De laatste monniken

Henri Thunnissen wordt voor de derde keer op rij laatste in de Monnikentocht, een loop met een verhaal.

De laatste monniken

Dit verhaal speelt zich af in de tachtigjarige oorlog toen de stad Groningen voor Spanje had gekozen en bevoorraad werd vanuit Duitsland. De bevoorradingsweg liep vanuit Duitsland over een zandrug door het uitgestrekte en vrijwel ontoegankelijke hoogveengebied het Bourtanger Moor richting de stad Groningen. Om deze bevoorradingsweg te blokkeren legde Diderick van Sonoy in 1580 in opdracht van Willem van Oranje een vesting aan, Bourtange. De vesting Bourtange werd in de loop der jaren steeds verder uitgebouwd. In 1594 werden de Spanjaarden verslagen en de stad Groningen heroverd. Het klooster in Ter Apel ontstond in de dertiende eeuw als voorwerk en werd in 1465 een klooster van de orde van het Heilige Kruis.
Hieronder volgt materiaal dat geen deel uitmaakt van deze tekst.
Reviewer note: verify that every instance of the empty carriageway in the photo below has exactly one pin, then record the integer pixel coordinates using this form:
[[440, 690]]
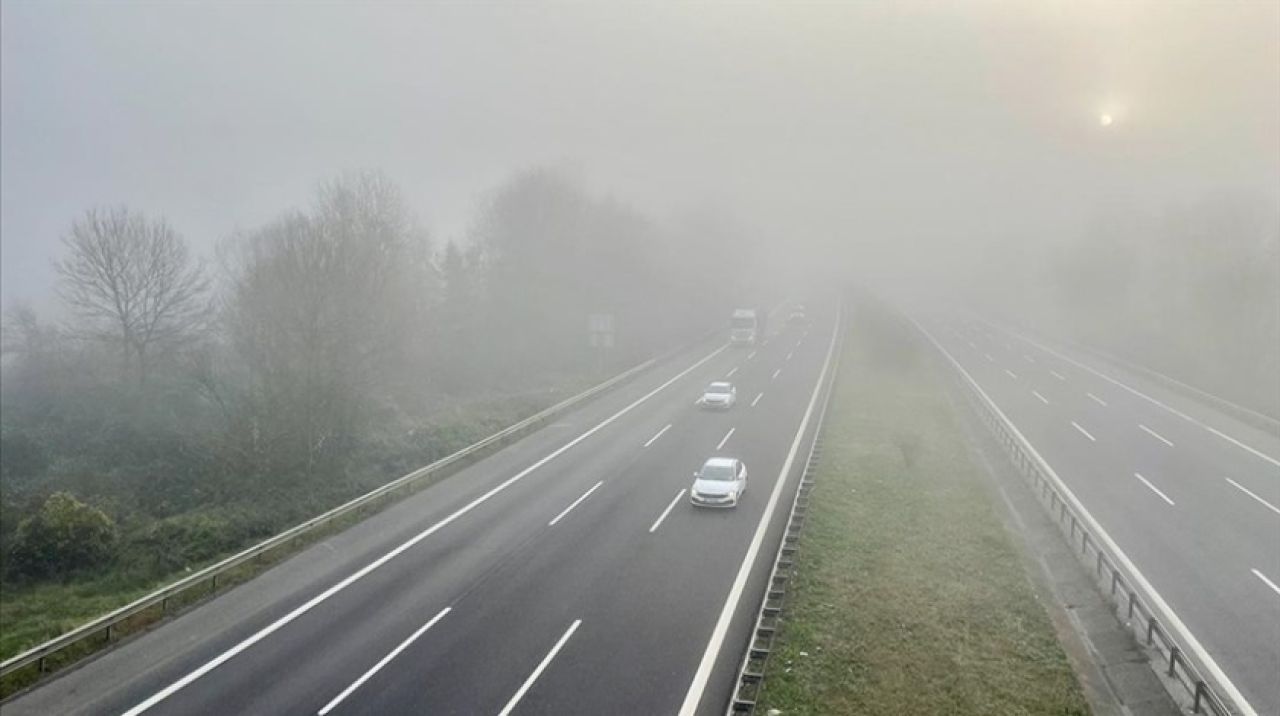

Voor de bewoners van het klooster in Ter Apel, de kruisheren, was de aanleg van de vesting in Bourtange slecht nieuws. Willem van Oranje en zijn opvolger Willem Lodewijk van Nassau kozen immers voor de reformatie (hervorming). In 1593 veroverde Willem Lodewijk van Nassau het gebied Westerwolde en werd het klooster gesloten.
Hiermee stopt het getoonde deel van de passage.